Monday, 13 June 2011

The Toronto Sun columnist John Robson sees the reality behind the European Union:

The idea that "Europe" is a nation that should be a state has appealed to people from Dante and Emmanuel Kant to Jean-Jacques Rousseau, Leon Trotskii and Charles de Gaulle. Doubters included Germany's "Iron Chancellor" Otto von Bismarck, who wrote in the late 19th century: "Whoever speaks of Europe is wrong.
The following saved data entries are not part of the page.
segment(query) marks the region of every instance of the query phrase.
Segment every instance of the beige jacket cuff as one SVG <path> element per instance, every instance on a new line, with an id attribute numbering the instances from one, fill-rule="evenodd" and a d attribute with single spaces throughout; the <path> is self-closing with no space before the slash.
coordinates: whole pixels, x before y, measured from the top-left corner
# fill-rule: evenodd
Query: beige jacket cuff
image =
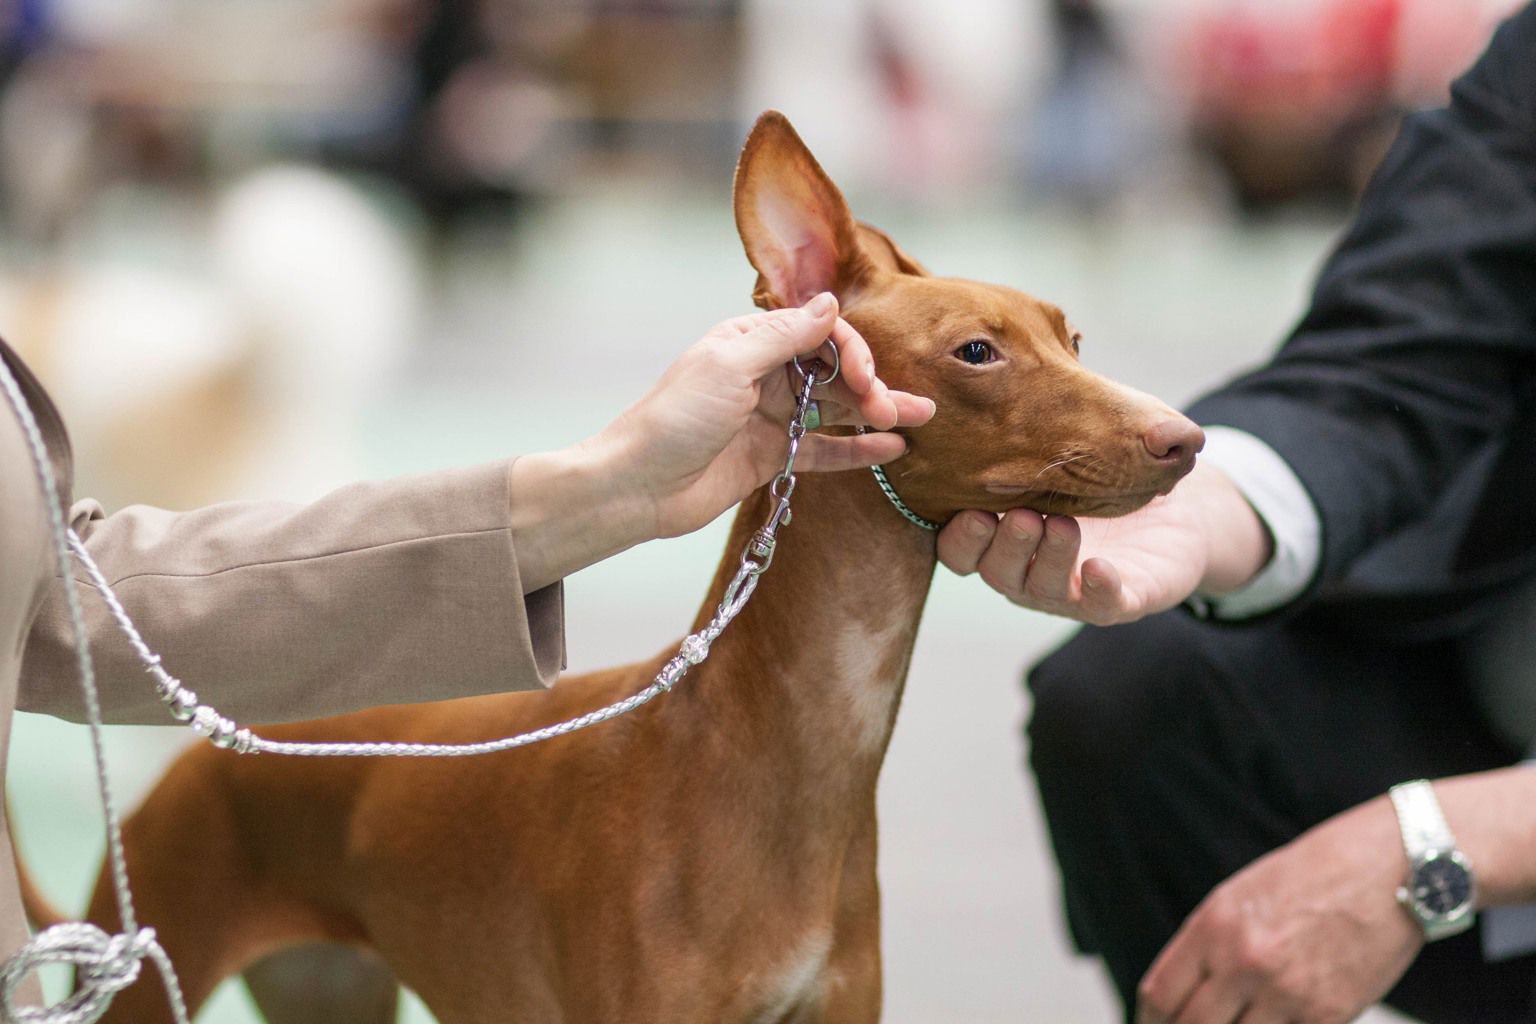
<path id="1" fill-rule="evenodd" d="M 72 525 L 167 671 L 241 724 L 548 686 L 560 584 L 524 595 L 510 462 L 343 487 L 309 505 L 231 502 Z M 150 677 L 84 572 L 109 721 L 164 723 Z M 62 584 L 28 635 L 18 707 L 79 719 Z"/>

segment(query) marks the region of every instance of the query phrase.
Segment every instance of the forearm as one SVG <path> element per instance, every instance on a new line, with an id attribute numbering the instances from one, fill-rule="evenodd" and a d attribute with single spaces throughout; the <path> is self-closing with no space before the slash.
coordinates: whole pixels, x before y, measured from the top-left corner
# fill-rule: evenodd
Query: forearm
<path id="1" fill-rule="evenodd" d="M 1437 779 L 1434 786 L 1456 845 L 1476 873 L 1478 908 L 1536 901 L 1536 767 Z M 1329 824 L 1343 827 L 1350 842 L 1386 854 L 1387 874 L 1406 877 L 1397 816 L 1385 793 Z"/>
<path id="2" fill-rule="evenodd" d="M 1476 872 L 1478 906 L 1536 901 L 1536 767 L 1443 779 L 1435 795 Z"/>
<path id="3" fill-rule="evenodd" d="M 1180 499 L 1189 501 L 1204 519 L 1206 565 L 1200 593 L 1231 593 L 1268 564 L 1274 541 L 1230 477 L 1214 466 L 1199 463 L 1179 484 L 1179 491 Z"/>
<path id="4" fill-rule="evenodd" d="M 523 592 L 657 536 L 655 511 L 603 435 L 512 464 L 511 526 Z"/>
<path id="5" fill-rule="evenodd" d="M 525 588 L 505 462 L 355 483 L 308 505 L 189 512 L 83 500 L 71 524 L 166 667 L 241 721 L 340 714 L 547 686 L 563 660 L 559 587 Z M 103 710 L 164 709 L 105 604 L 85 625 Z M 80 707 L 62 585 L 28 633 L 18 706 Z"/>

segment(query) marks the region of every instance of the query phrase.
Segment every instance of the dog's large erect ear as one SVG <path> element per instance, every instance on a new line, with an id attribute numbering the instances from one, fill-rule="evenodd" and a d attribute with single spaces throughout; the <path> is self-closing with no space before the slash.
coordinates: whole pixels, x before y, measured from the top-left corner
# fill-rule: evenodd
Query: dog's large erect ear
<path id="1" fill-rule="evenodd" d="M 843 295 L 867 271 L 847 201 L 777 110 L 747 136 L 735 192 L 736 230 L 758 272 L 752 301 L 762 308 Z"/>
<path id="2" fill-rule="evenodd" d="M 864 254 L 877 267 L 894 270 L 898 274 L 915 274 L 928 277 L 928 268 L 907 255 L 907 250 L 896 244 L 890 235 L 873 224 L 859 221 L 859 242 Z"/>

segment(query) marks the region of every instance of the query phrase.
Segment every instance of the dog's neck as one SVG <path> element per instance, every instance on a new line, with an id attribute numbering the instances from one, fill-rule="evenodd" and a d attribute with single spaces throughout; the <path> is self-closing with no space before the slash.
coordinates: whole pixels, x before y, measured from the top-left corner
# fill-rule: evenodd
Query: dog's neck
<path id="1" fill-rule="evenodd" d="M 766 489 L 742 503 L 695 629 L 713 615 L 772 503 Z M 802 474 L 792 511 L 747 607 L 679 694 L 702 712 L 696 721 L 711 742 L 723 738 L 780 775 L 803 772 L 835 803 L 873 794 L 935 540 L 901 517 L 867 470 Z"/>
It is a geographical expression."
But after 1945, those horrified by two world wars found a practical approach to the dream: integrate the industrial economies of Europe so thoroughly that modern warfare among them became literally impossible.
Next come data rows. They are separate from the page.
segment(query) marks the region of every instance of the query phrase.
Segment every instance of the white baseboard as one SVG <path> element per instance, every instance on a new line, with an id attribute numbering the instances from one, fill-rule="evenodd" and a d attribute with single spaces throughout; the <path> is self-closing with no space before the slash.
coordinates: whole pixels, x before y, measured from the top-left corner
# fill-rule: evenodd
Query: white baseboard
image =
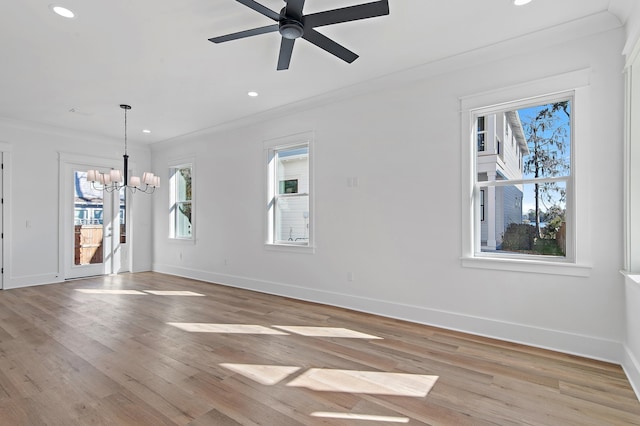
<path id="1" fill-rule="evenodd" d="M 33 287 L 36 285 L 59 283 L 63 280 L 60 274 L 52 272 L 50 274 L 23 275 L 20 277 L 9 277 L 2 283 L 4 290 L 12 288 Z"/>
<path id="2" fill-rule="evenodd" d="M 624 359 L 622 360 L 622 368 L 631 383 L 631 387 L 640 400 L 640 362 L 633 355 L 627 346 L 624 347 Z"/>
<path id="3" fill-rule="evenodd" d="M 235 275 L 217 274 L 172 265 L 154 264 L 152 269 L 153 271 L 165 274 L 333 305 L 617 364 L 621 363 L 622 360 L 620 358 L 624 351 L 622 343 L 613 340 L 533 327 L 526 324 L 509 323 L 422 306 L 398 304 L 384 300 L 327 292 Z"/>

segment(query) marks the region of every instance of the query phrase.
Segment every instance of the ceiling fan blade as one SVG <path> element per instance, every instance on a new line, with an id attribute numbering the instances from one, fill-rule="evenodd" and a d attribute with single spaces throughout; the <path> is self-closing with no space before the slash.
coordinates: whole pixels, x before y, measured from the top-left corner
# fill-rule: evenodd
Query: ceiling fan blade
<path id="1" fill-rule="evenodd" d="M 255 0 L 236 0 L 238 3 L 242 3 L 248 8 L 255 10 L 258 13 L 263 14 L 264 16 L 273 19 L 274 21 L 280 20 L 280 14 L 278 12 L 274 12 L 266 6 L 261 5 Z"/>
<path id="2" fill-rule="evenodd" d="M 326 50 L 332 55 L 337 56 L 345 62 L 351 63 L 358 59 L 358 55 L 356 55 L 346 47 L 339 45 L 329 37 L 320 34 L 313 28 L 305 28 L 302 38 L 315 44 L 319 48 Z"/>
<path id="3" fill-rule="evenodd" d="M 210 38 L 209 41 L 214 43 L 223 43 L 225 41 L 237 40 L 239 38 L 251 37 L 258 34 L 272 33 L 278 31 L 278 24 L 267 25 L 266 27 L 253 28 L 251 30 L 240 31 L 233 34 L 227 34 L 220 37 Z"/>
<path id="4" fill-rule="evenodd" d="M 280 43 L 280 55 L 278 56 L 278 71 L 289 69 L 289 63 L 291 62 L 291 54 L 293 53 L 293 45 L 296 39 L 282 37 Z"/>
<path id="5" fill-rule="evenodd" d="M 302 19 L 302 8 L 304 7 L 304 0 L 286 0 L 287 1 L 287 16 Z"/>
<path id="6" fill-rule="evenodd" d="M 389 14 L 389 1 L 380 0 L 372 3 L 327 10 L 312 13 L 304 17 L 305 27 L 321 27 L 323 25 L 339 24 L 341 22 L 357 21 L 358 19 L 374 18 Z M 305 32 L 306 32 L 305 28 Z"/>

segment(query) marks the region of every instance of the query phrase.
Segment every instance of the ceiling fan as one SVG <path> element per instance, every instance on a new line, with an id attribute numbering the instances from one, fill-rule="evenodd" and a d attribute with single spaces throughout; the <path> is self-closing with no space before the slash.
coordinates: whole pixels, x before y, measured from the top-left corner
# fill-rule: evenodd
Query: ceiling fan
<path id="1" fill-rule="evenodd" d="M 302 8 L 305 0 L 285 0 L 285 6 L 280 13 L 275 12 L 255 0 L 236 0 L 239 3 L 255 10 L 258 13 L 276 21 L 276 24 L 266 27 L 253 28 L 233 34 L 210 38 L 214 43 L 237 40 L 278 31 L 282 36 L 280 43 L 280 54 L 278 56 L 278 70 L 286 70 L 291 62 L 293 45 L 297 38 L 302 37 L 332 55 L 337 56 L 345 62 L 351 63 L 358 58 L 358 55 L 339 45 L 330 38 L 320 34 L 314 28 L 325 25 L 339 24 L 341 22 L 356 21 L 359 19 L 373 18 L 376 16 L 389 14 L 389 0 L 379 0 L 371 3 L 348 6 L 340 9 L 327 10 L 324 12 L 304 15 Z"/>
Hence the European Coal and Steel Community (1952), European Economic Community (1958) and Euratom (operational in 1960), which merged into the European Community in 1965, one of whose constitutional contortions in 1993 renamed it the EU.
It worked in the limited sense that no third catastrophic war was fought against Germany on French soil. But it never led to a real, instinctive sense of European identity or the genuine political institutions that might have grown from such a sense.
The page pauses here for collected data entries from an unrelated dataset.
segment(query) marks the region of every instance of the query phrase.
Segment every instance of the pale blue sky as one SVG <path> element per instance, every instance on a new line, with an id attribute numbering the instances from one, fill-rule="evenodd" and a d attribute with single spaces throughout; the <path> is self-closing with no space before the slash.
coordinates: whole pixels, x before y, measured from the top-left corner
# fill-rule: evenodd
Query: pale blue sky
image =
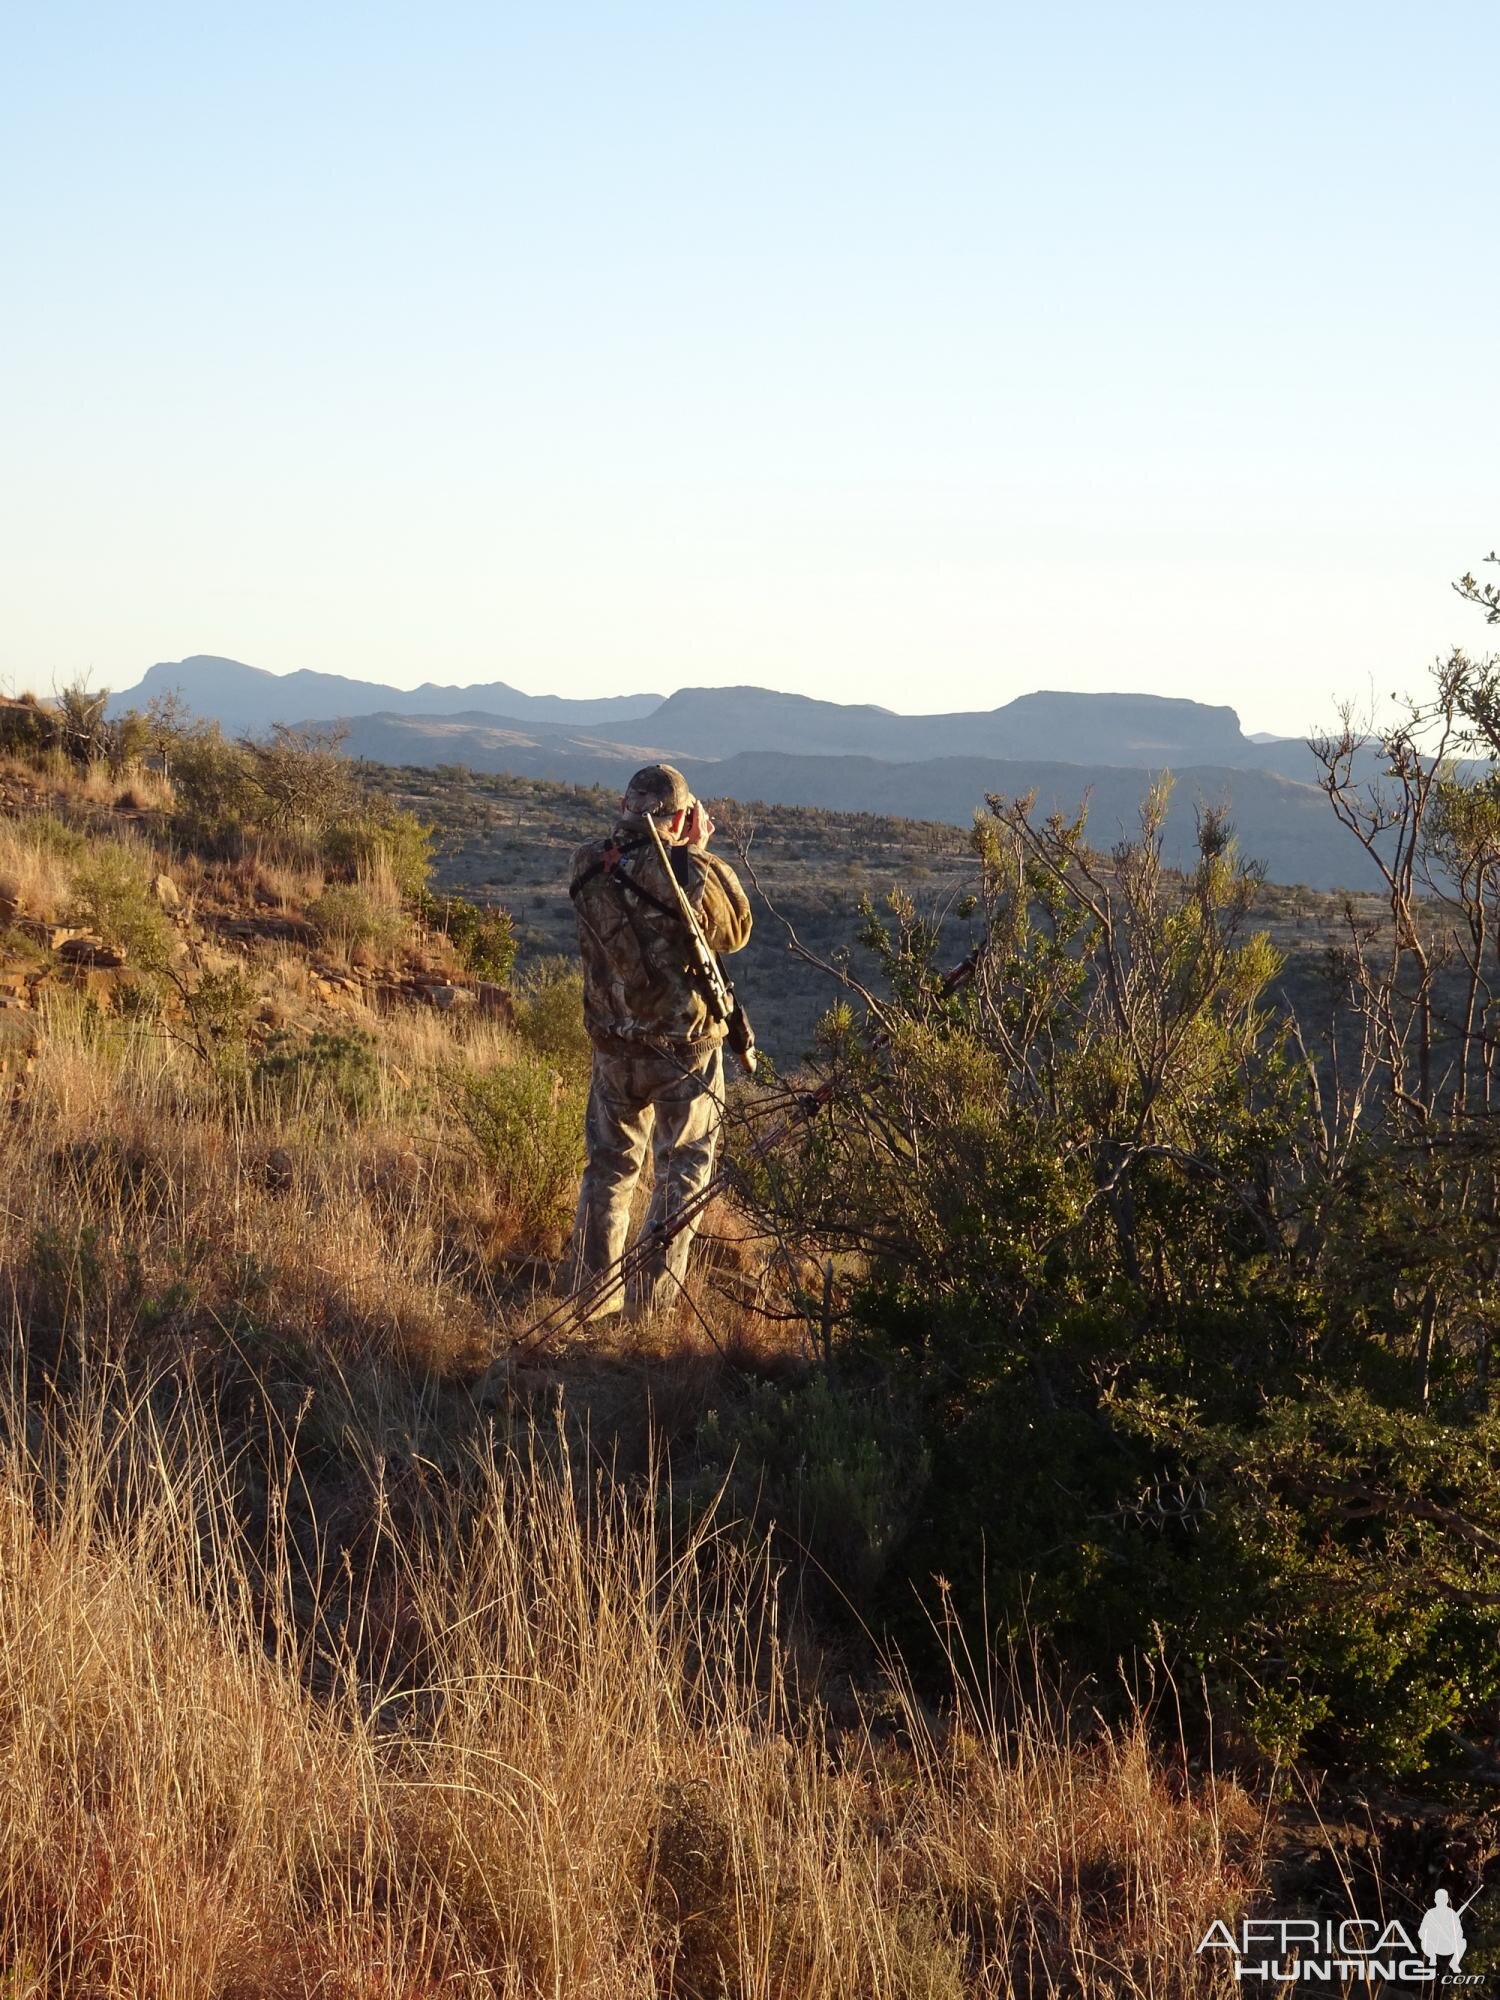
<path id="1" fill-rule="evenodd" d="M 1485 4 L 0 29 L 0 677 L 221 652 L 1298 731 L 1482 628 Z"/>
Even the EU's vaunted labour mobility is an illusion. Only about 2% of EU citizens work in other European countries. It has no real foreign policy or army - when "Europe" acts in the world, as in Libya, it goes through NATO with the U.S. military in the lead. And it has a nightmarishly complicated pseudo-government with a legislature (the European Parliament) that cannot constrain its various executives: the European Commission, European Council and semi-legislative Council of the European Union, not one of whose members are elected in European elections.
Undaunted, the EU went on to create a common currency. But to get the responsible budgetary and fiscal policy necessary to maintain the Euro's value, it had no better resort than extracting from its members promises they did not keep and could not be punished for breaking.